Лев Токмаков (1928–2010), Юрий Копейко (1933–2010), Май Митурич (1925–2008) и Мария Чегодаева на открытии выставки Евгения Монина (1931–2002). Москва, Пречистенка, 21.
         Капризный фрукт. Интересно с ним было. Я приезжал к нему в Переделкино — тоже надо было показывать работы. Вот один раз повёз дочь десятилетнюю, или девятилетнюю, ну пусть посмотрит на Чуковского. Ну всё! Он там с ней, потом он стал нас провожать. И там здоровенная собака забежала, такая соседская что ли, дворняга такая, и Корней Иванович вдруг её оседлал как бы и круг такой верхом на собаке сделал вокруг моей дочки. Должна запомнить.
         И вообще вот, ему было уже за 80, он обожал свою правнучку, маленькая, забыл, как её звали. Она там где-то ползала под столом. Мне сейчас очень трудно на корточки присесть, а он залезал к ней под стол, и не потерял эту гибкость.
         Такой был у меня случай: делал я «Бармалея». Приехал, как положено, ему показать картинки. Он как-то всё это так санкционировал, одобрил. Я приехал на беду без редактора, один. Обычно мы с редактором приезжали, со Степанян Нелли Цолаковной.

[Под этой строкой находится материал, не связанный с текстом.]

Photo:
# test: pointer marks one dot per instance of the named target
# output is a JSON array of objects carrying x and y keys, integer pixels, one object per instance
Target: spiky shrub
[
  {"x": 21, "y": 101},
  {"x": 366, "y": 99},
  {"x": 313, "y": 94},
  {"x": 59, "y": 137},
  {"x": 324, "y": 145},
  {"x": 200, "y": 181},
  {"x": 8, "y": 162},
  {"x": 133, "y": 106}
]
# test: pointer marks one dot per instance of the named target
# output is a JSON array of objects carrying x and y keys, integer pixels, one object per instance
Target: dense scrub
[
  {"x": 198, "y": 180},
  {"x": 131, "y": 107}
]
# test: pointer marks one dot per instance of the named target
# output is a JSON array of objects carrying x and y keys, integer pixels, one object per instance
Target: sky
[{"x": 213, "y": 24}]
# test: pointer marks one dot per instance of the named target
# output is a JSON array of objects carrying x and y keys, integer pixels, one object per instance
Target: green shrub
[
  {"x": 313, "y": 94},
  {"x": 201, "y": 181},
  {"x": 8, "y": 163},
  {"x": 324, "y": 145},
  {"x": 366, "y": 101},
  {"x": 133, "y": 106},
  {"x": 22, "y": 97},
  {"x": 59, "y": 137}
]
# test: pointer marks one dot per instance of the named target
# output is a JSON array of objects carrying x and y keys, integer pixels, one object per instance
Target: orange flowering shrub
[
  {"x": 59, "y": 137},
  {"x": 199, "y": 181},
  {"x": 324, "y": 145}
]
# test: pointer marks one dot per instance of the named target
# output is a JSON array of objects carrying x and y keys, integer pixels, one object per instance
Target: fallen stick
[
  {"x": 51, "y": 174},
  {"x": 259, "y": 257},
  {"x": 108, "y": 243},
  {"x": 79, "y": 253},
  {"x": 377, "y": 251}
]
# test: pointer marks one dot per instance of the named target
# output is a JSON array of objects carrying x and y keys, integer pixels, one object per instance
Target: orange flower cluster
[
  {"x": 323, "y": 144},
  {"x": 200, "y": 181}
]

         Я приезжаю в редакцию и говорю, что вот всё в порядке, Корней Иванович смотрел. Через два дня приходит открытка от Корнея Ивановича: Всё никуда не годится!
         Всё, всё, значит… Ой, Боже мой! Я в дураках, потому что я только что сказал. Был у него тогда литературный секретарь Володя Глоцер, я ему говорю:
          — Володя! Что же это такое?!
          — Да, — говорит, — это как весенний дождичек.
         Ну, с этим как-то я всё переделал, утряслось. По-моему, «Муху-Цокотуху» делал. Помню, на веранде он принял, на втором этаже у него веранда такая открытая. Он, значит, смотрит рисунки, а про себя так напевает:
          — Муха, муха Цокотуха, позолоченное брюхо... Ах, Пушкин бы не отказался! Ах, стихи!
          — А, — говорю, — к чему же это?
          — А вот к чему: к тому, что вот, вот всем понравилось, всё хорошо.
         Я пошёл. Пошёл, пошёл, думаю: а вдруг опять что-нибудь напишет? Возвращаюсь, а он уже гулять собрался, уходит.
          — Корней Иванович, подпишите.
          — Что ж, — говорит, — вы меня за жулика считаете? Сейчас подпишу.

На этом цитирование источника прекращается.